Scripture Text:(click to open in a new window)
1. What experience (if any) have you had with harvesting? What fascinates you about what grows in your garden and in the fields, and what retards or kill that growth?
2. Whereas the previous two prophecies were dated about 715 B. C., this one refers to events of 735 B. C. (when the norther kingdom of Israel was allied with Aram/Syria) against Assyria (see chapter 7). Comparing verses 1- 3 with 7:4 – 9, what will be the future of Damascus and Israel (Ephraim)?
3. What do verses 7, 8 and 10a imply about Israel’s spiritual condition during this time (see also 2 Kings 17:7 – 18)? Since Israel still worshiped the Lord (as well as other gods), what does mean to “have forgotten God” (verse 10a)?
4. Verses 10 and 11 refer to a pagan fertility rite whereby plants were force-bloomed in hopes of persuading the gods to bless the harvest. How will this practice backfire on Israel?
5. What does the farmer’s image of harvesting and gleaning (verses 4 – 6, 9 – 11) mean for the cities of Israel? What will be the result of this destruction?
6. What does sailor’s image (“raging sea”) and the desert image (“chaff” and “tumbleweed”) mean for the future of “many nations” (verses 12 – 14)? What does such imagery mean for the future of Israel?

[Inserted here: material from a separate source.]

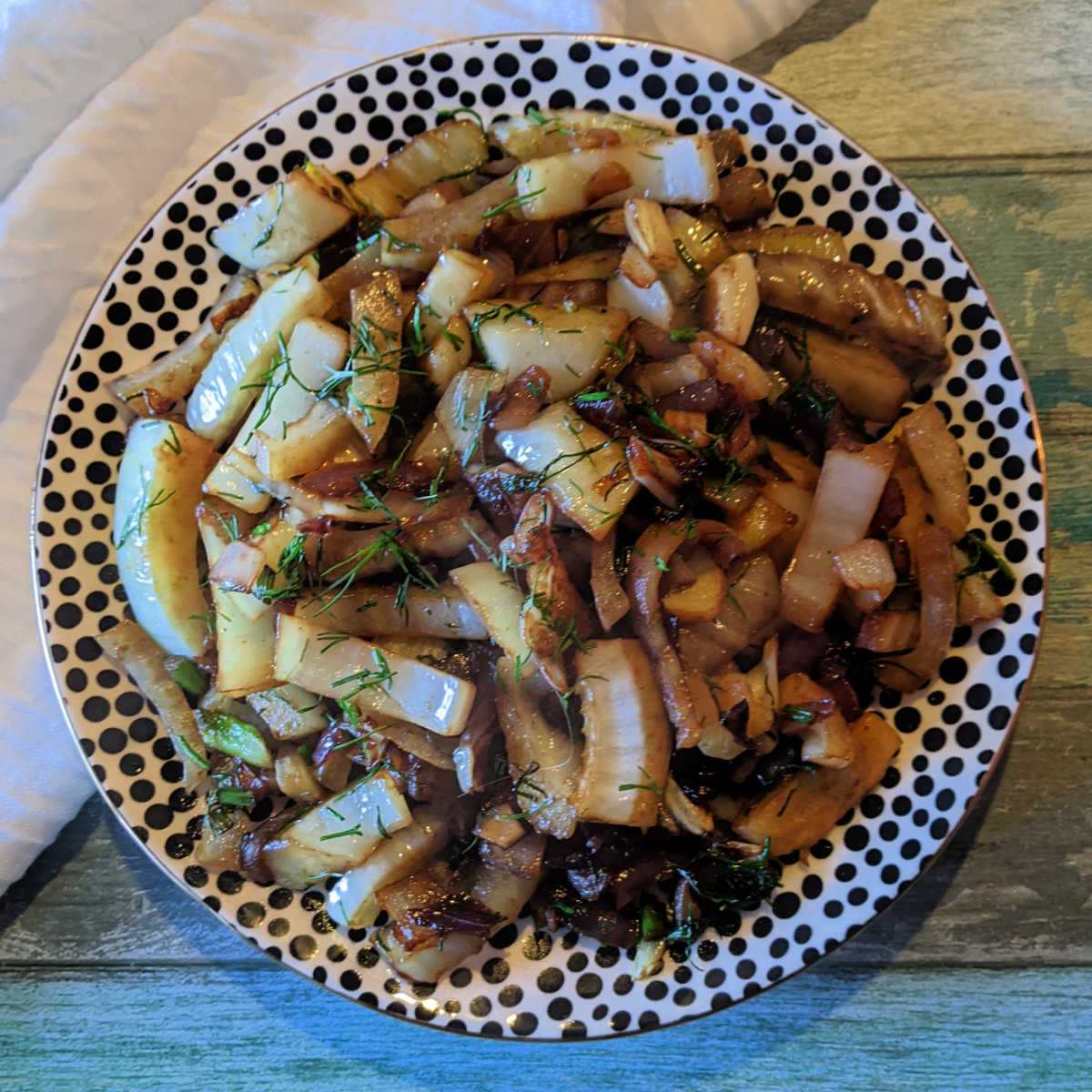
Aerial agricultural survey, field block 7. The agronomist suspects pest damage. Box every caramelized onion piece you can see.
[592,528,629,633]
[879,524,956,693]
[755,253,948,381]
[629,520,731,747]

7. Where else have you seen Israel’s powerful enemies so quickly cut down, as in verse 14? How is this depicted in 10:28-34 and 37:36, 37?
8. In this section, God is described as the Maker, the Holy One, the Rock and the Savior. Which of these aspects do you tend to forget? What leads you to do so? Instead, what do you find yourself trusting in? What practices can help you remember God and live out your life accordingly?
9. Compare verses 12 and 13 with Psalm 2:1 – 6. What truth about God emerges from these descriptions?
10. How might the story of Jesus calming the sea (Mark 4:35 – 41), together with the image of verse 13, affect you as you face a world full of confusion and tumult?